First Cow: Kelly Reichardt offers a sparkling, perceptive portrait of early America
Alongside her earlier film, Meek’s Cutoff, it deserves to be held up as a new standard of historical filmmaking
Dir: Kelly Reichardt. Starring: John Magaro, Orion Lee, Toby Jones, Ewen Bremner, Scott Shepherd, Gary Farmer, Lily Gladstone. 12A, 122 mins
First Cow, a film of sparkling tenderness and affection, opens on a scene of death. A young dogwalker (Alia Shawkat) stumbles across a piece of bone jutting out of the ground. She starts to dig with her bare hand; it’s almost nurturing, the way she pushes back the soil. Eventually, the camera pulls back and we see the full extent of her discovery. Here are two skeletons, resting against each other, with no sign of violence against their bodies. They are at peace.
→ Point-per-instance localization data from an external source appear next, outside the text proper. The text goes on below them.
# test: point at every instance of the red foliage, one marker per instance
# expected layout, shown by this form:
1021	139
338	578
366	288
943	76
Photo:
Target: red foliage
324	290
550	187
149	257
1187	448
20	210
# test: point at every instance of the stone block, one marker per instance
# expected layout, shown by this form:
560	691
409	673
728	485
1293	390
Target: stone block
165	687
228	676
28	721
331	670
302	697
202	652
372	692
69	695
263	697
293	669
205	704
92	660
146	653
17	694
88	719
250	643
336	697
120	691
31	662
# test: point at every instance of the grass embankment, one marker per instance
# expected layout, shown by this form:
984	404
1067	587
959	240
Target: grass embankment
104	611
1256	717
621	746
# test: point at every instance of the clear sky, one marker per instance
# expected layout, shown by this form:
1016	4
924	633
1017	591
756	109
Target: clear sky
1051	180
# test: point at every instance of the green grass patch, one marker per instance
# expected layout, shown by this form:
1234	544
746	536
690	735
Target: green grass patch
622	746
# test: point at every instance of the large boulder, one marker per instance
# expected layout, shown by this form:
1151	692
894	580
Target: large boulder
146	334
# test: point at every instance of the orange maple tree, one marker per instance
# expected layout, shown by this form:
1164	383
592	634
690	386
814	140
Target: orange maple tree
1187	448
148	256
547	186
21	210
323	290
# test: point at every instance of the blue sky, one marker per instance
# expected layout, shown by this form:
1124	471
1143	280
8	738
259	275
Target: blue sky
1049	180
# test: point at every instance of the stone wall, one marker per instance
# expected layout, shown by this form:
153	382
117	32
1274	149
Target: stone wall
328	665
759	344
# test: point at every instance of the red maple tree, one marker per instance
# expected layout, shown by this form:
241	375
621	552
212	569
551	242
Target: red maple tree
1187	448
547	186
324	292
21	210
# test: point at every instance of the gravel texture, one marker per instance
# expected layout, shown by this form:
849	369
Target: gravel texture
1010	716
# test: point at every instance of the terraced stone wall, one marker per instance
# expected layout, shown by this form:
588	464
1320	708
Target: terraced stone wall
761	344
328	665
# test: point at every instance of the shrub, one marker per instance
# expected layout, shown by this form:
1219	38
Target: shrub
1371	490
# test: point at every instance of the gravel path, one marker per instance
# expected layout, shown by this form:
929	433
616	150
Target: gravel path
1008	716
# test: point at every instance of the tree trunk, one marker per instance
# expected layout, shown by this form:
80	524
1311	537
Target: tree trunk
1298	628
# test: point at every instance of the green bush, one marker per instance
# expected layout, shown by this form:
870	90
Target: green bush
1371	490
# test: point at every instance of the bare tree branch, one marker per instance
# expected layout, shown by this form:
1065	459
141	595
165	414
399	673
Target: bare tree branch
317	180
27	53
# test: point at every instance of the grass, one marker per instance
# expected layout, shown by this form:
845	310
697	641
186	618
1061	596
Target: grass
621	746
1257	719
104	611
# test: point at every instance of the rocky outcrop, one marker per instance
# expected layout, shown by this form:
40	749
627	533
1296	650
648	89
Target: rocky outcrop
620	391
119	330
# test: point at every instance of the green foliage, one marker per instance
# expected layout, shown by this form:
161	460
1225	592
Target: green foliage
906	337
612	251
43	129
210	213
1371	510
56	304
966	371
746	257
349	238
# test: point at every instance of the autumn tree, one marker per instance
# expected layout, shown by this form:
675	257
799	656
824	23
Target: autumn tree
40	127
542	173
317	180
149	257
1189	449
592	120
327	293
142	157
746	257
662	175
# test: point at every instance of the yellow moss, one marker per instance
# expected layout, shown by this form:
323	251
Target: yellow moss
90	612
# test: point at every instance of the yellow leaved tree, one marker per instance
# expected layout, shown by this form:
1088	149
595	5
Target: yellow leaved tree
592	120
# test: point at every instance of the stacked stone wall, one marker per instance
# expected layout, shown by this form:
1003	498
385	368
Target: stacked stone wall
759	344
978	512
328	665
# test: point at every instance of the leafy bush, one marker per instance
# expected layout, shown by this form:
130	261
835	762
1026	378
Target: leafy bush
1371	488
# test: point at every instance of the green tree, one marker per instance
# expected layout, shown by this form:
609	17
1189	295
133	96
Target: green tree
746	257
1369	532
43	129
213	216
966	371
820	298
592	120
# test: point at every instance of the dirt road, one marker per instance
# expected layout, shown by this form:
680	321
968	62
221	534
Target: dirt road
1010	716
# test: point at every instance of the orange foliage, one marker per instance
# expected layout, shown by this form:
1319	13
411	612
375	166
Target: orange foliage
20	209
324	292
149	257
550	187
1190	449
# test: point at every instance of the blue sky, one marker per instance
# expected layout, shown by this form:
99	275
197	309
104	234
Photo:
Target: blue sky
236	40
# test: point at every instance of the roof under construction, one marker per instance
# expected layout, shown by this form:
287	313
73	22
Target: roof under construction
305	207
We then cut to a second pair of hands, this time foraging for mushrooms, as the narrative begins in earnest. First Cow is a period film, set in 1820, in the disputed Oregon Country in America’s Pacific northwest. It’s shot in a boxy aspect ratio suggestive of old sketches or oil paintings. The skeletons belong to two frontiersmen, Cookie (John Magaro) and King-Lu (Orion Lee). Cookie, whose few skills were acquired after a period of indentured servitude to a Boston baker, is a soft-spoken naïf with eyes as big and brown as the dairy cow whose milk he steals on a nightly basis.
It’s part of a scheme that he’s hatched with Lu, who presents himself as a man of the world, but who has mischief in his eyes and wears a smirk that suggests he might be more of a showman than he lets on. The cow in question is the very first in the territory, the prized possession of a local landowner, known only by his title of Chief Factor (Toby Jones). The skeletons suggest that Cookie and Lu may not have been successful in their enterprise. Dreams are made to be killed and wasted.
That kind of simple, emotional devastation is at the heart of Kelly Reichardt’s films. With First Cow, she’s returned to the same thematic territory of Meek’s Cutoff (2010). This is a bold, perceptive portrait of early America that deserves to be held up as a new standard of historical filmmaking. Unlike so much work set in the period, it’s firmly rooted in ideas of colonisation and oppression. Reichardt has done much to battle the cultural myth that there was ever a west to be tamed or to be won, since it was always home to its indigenous people.
Cookie and Lu use the cow’s milk to make oily cakes, a doughnut-like pastry, which they then sell to their fellow frontiersmen. These are lonely, grimy men who have arrived from across the globe – Russia, Scotland, China – and now cling to any small reminder of home comforts. When the Chief Factor bites into one of the cakes, he tearfully remarks that he can “taste London”. In a subtle but striking contrast, the people of the local First Nations tribes are essentially forced to assimilate on their own land. A few gather in the Chief Factor’s house (he has married a Chinook woman, played by Lily Gladstone), sitting uncomfortably and largely silently in their starched, western clothing. When the men leave, the two women relax and talk jovially about a piece of indigenous, beaded jewellery.
Reichardt makes a clever mockery of the idea that America was ever a place of promise and enterprise. But, as a filmmaker, she’s never been a cynic. The profound sweetness of the film comes from the small details she builds into Cookie and Lu’s friendship. The pair fall into a kind of private, domestic bliss – a haven within an angry, ruthless world. Cookie bakes, while Lu chops wood. Magaro and Lee’s performances so sincerely, directly connect to each other that to hear them talk is to feel invited into their world. First Cow begins with a quote from William Blake: “The bird a nest, the spider a web, man friendship.” America may not have been their home, but they still found one in each other.